If the transition variable is the lagged \(y_{t-s}\), with \(s < h\), the
prediction of the \(i\)-th element of \(y\) is used as a new transition
variable, otherwise the new value of \(s_t\) should be passed through the
argument st.new
. The index \(i\) is specified by the argument st.num
,
which denotes the column number of the dependent variable which should
be used as a new transition variable. From Hubrich and Teräsvirta (2013), Kock and Teräsvirta (2011) and
Teräsvirta et al. (2010), we know that these forecasts are biased. Thus, the
practitioner may choose the Monte Carlo
method. In this case,
\(\varepsilon_{t+1}\) should be simulated using a properly defined error
distribution.
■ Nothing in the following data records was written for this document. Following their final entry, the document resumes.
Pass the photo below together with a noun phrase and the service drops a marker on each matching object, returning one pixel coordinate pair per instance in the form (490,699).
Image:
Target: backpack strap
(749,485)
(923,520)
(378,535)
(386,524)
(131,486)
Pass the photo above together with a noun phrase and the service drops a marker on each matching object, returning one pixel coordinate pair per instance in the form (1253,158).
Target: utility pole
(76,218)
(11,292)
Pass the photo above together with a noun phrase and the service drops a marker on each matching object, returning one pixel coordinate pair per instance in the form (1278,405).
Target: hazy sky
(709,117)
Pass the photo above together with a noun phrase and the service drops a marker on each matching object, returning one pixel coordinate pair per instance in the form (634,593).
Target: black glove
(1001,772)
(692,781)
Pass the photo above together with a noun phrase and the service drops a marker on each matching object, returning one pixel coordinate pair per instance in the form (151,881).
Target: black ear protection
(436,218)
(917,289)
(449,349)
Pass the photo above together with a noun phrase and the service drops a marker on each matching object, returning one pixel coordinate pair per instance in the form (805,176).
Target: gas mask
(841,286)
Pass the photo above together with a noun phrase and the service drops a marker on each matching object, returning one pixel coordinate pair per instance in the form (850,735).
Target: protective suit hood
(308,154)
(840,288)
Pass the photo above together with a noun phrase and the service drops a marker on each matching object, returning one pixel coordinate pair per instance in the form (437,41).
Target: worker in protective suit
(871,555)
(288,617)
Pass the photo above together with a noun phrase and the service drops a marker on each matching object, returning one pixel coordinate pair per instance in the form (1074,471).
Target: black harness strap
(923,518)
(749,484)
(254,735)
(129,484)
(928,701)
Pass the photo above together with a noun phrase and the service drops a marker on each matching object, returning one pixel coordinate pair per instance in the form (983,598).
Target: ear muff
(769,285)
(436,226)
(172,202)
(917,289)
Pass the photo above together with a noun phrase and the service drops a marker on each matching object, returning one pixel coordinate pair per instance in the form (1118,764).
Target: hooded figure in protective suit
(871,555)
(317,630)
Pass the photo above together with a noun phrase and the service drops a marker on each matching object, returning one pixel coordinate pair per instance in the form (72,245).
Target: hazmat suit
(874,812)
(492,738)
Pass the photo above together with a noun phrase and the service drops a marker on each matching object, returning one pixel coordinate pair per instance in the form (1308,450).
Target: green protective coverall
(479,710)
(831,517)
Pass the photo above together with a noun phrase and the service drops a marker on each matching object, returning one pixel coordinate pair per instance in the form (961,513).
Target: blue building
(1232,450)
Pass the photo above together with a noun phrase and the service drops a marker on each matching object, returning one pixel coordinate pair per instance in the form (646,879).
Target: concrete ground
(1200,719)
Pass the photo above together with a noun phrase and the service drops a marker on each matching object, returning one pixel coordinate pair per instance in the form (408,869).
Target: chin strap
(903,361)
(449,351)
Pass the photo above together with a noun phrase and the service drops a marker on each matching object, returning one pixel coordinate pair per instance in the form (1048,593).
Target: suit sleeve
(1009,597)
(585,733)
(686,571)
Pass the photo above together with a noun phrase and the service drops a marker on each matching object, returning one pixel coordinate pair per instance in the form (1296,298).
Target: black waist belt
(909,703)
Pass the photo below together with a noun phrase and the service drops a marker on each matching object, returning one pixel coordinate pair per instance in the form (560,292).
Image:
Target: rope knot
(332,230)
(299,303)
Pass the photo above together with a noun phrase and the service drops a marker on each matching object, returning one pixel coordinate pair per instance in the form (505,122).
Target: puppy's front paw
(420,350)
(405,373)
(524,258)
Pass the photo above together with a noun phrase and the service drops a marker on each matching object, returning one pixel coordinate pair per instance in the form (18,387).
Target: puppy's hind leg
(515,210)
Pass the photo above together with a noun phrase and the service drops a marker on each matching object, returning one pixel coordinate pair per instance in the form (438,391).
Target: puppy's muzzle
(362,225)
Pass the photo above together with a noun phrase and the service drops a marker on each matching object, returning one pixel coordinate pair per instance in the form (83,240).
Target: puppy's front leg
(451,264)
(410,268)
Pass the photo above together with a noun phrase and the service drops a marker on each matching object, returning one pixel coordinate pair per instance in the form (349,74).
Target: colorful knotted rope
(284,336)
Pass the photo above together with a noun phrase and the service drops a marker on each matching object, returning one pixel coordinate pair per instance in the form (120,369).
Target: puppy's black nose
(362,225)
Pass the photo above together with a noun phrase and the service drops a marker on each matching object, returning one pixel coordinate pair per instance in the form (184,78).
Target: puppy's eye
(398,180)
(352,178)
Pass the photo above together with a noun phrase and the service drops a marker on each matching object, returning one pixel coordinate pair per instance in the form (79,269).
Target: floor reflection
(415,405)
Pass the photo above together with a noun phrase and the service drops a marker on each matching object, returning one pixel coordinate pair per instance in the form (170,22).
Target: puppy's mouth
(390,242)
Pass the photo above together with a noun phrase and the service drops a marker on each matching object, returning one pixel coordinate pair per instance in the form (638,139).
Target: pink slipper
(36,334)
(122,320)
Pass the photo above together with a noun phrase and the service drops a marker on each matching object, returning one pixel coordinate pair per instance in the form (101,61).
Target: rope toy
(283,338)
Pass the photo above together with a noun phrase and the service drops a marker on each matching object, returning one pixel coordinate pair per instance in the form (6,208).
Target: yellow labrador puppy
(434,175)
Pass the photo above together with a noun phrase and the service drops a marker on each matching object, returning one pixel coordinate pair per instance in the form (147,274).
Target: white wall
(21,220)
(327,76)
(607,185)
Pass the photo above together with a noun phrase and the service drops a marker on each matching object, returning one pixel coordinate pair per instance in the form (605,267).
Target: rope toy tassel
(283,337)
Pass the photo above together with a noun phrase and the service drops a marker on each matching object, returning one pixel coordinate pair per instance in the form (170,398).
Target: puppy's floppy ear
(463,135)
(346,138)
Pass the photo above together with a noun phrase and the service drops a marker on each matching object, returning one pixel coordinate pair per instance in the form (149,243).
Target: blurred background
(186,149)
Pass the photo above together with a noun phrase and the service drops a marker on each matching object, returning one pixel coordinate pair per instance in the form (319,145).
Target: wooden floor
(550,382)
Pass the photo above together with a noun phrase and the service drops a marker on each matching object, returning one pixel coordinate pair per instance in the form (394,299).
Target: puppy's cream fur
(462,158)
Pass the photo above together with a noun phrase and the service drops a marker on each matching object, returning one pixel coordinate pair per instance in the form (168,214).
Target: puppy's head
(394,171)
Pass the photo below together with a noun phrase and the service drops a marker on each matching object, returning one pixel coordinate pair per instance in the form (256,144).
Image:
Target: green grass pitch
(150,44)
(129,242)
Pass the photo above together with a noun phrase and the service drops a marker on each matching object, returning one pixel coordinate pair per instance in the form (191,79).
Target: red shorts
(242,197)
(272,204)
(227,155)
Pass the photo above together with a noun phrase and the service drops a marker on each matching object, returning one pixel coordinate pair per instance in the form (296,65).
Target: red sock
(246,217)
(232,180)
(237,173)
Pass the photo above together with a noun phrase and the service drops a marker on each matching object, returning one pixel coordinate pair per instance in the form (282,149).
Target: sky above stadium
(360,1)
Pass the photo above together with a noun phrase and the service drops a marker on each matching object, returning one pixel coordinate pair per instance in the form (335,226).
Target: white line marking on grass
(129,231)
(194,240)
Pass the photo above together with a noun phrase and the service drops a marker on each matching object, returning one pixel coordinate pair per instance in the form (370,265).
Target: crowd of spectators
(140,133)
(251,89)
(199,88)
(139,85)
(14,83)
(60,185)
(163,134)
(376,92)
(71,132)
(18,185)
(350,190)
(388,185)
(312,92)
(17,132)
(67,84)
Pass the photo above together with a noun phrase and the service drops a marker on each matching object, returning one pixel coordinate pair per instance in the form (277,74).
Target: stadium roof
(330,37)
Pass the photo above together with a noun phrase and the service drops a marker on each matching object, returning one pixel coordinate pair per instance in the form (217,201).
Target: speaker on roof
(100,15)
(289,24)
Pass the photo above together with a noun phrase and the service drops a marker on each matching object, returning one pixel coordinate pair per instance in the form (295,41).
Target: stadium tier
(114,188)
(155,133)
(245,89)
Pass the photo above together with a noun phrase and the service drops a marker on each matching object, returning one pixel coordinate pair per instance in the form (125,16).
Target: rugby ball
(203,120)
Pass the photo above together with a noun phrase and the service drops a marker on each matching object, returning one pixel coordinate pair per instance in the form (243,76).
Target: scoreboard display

Let
\(\hat{B}_1 = \left[\hat{\mu}_0, \hat{\Phi}_{0,1}, \ldots \hat{\Phi}_{0,p}, \hat{A}_0\right]\)
and
\(\hat{B}_2 = \left[\hat{\mu}_1, \hat{\Phi}_{1,1}, \ldots, \hat{\Phi}_{1,p}, \hat{A}_1\right]\),
the multivariate version of the Monte Carlo method for \(h\) steps ahead
is given by
\[y_{t+h}^{mc} = \hat{B}_1'z_{t+h} + \frac{1}{M}\sum_{m=1}^{M} \tilde{G}_{t+h}\left(s_{t+h}; \hat{\gamma},
\hat{c}\right)\hat{B}_2'z_{t+h}^{mc}\]
where
\(z_{t+h}^{mc} = \left[1, \left(y_{t+h-1}+\varepsilon_{t+h}^{mc}\right)', \ldots, \left(y_{t+h-p}+\varepsilon_{t+h-p+1}^{mc}\right)', x_{t+h}'\right]'\),
\(\varepsilon_{t+h}^{mc}\) is a vector of errors sampled from a
Multivariate Normal distribution with zero mean and covariance matrix
\(\hat{\Omega}\). In such a case, the interval forecasts are directly
determined from the forecast density. Finally, the bootstrap
method
foresees that the multi-step-ahead forecasts are derived from
\[y_{t+h}^{bo} = \hat{B}_1'z_{t+h} + \frac{1}{B}\sum_{b=1}^{B} \tilde{G}_{t+h}\left(s_{t+h}; \hat{\gamma}, \hat{c}\right)\hat{B}_2'z_{t+h}^{bo}\]
where
\(z_{t+h}^{bo} = \left[1, \left(y_{t+h-1}+\varepsilon_{t+h}^{bo}\right)', \ldots, \left(y_{t+h-p}+\varepsilon_{t+h-p+1}^{bo}\right)', x_{t+h}'\right]'\),
\(\varepsilon_{t+h}^{bo}\) is sampled from the \(T \times n\) matrix of
residuals. As in the case of the Monte Carlo
method, the interval
forecasts are derived from the forecast density.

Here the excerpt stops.